- Directed by: Anirban Guha
- Screenplay by: Anirban Guha
- Story by: Sinjini Sengupta
- Produced by: Anirban Guha
- Starring: Mahul Brahma Daminee Benny Basu Arindom Ghosh Dr. Koushik Dutta Koustav Bhattacharya Sinjini Sengupta
- Cinematography: Ravi Kiran Ayyagari
- Edited by: Sreya Chatterjee
- Music by: Nilanjan Sen, Shantunu Biswas
- Release date: 11 May 2016;
- Running time: 34 minutes
- Country: India
- Language: Bengali

= Elixir (film) =

Elixir is a 2016 Bengali short film by Anirban Guha, a Delhi-based banker. During his student days, Guha was deeply involved with theatre and stage productions in Delhi and Bangalore. Elixir was selected for the Cannes Short Film Corner 2016 along with six other Bengali films. The cast includes Daminee Benny Basu, Arindom Ghosh, Mahul Brahma, and Dr. Koushik Dutta.

==Plot==
The film traces the journey of a woman who lives in parallel worlds. The film opens with Srija (Daminee Benny Basu) receiving a phone call from her husband Avik (Arindom Ghosh). Avik asks her whether she can take a break for a few minutes to meet one of his old acquaintances. This unknown man was carrying a parcel for Avik. So he asks Srija to collect it from him. Srija agrees to pick up the parcel. The same evening, Srija waits for the acquaintance at a nearby cafe. As she was waiting, the waiter serves her a glass of water. So far, everything was usual. However, things change when Srija drinks the water ( Elixir).
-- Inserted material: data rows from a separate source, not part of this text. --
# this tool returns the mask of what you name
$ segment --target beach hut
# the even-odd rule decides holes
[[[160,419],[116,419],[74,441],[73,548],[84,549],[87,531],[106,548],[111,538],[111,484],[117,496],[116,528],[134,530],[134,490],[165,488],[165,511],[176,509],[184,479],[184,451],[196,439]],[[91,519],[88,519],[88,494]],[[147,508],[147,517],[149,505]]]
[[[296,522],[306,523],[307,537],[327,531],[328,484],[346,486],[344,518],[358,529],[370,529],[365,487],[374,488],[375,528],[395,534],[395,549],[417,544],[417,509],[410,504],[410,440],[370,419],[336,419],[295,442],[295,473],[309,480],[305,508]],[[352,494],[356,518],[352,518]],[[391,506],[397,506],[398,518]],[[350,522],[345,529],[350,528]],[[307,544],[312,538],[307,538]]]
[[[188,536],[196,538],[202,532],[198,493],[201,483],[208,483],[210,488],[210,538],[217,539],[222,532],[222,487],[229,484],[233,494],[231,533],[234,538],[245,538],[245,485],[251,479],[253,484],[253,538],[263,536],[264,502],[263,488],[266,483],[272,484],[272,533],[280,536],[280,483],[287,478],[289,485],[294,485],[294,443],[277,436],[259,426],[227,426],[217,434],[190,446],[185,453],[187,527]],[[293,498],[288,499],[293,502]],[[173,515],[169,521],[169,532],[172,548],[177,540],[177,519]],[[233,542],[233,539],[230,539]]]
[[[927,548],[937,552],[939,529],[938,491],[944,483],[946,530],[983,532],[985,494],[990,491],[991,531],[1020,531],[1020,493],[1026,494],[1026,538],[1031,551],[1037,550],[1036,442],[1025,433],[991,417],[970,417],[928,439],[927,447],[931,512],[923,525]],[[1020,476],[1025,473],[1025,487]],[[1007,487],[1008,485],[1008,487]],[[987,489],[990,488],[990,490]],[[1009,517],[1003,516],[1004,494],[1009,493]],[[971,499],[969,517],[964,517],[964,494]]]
The drink though looked and tasted like water but it was a magical potion that transported Srija to a world of fantasies where she meets Akash (Mahul) and soon sparks fly between them. Srija gradually drifts away from reality and her husband and their relationship hit the rocks. Srija ends up in a mental asylum where she once again, is offered the Elixir of her life.

==Cast==
- Daminee Benny Basu as Srija
- Arindom Ghosh as Avik
- Mahul Brahma as Akash
- Dr. Koushik Dutta as the Counsellor
- Koustav Bhattacharya as waiter/liftman/hospital ward boy

==Production==
This 35-minute film is based on a story written by Sinjini Sengupta and directed by Anirban Guha. As a full-time banker, it was a bit difficult for Guha to manage time and travel frequently to Kolkata. So, the entire process from shooting to post-production took an entire year. It started from the middle of 2015. The shooting was completed within 4 days in December, 2015. This was followed by post-production activities. The members of the technical team that worked on the film were located in 3 different cities. Work was mostly carried out through long telephonic discussions, internet conversations and a few hurricane trips to Kolkata over weekends to wrap up the project.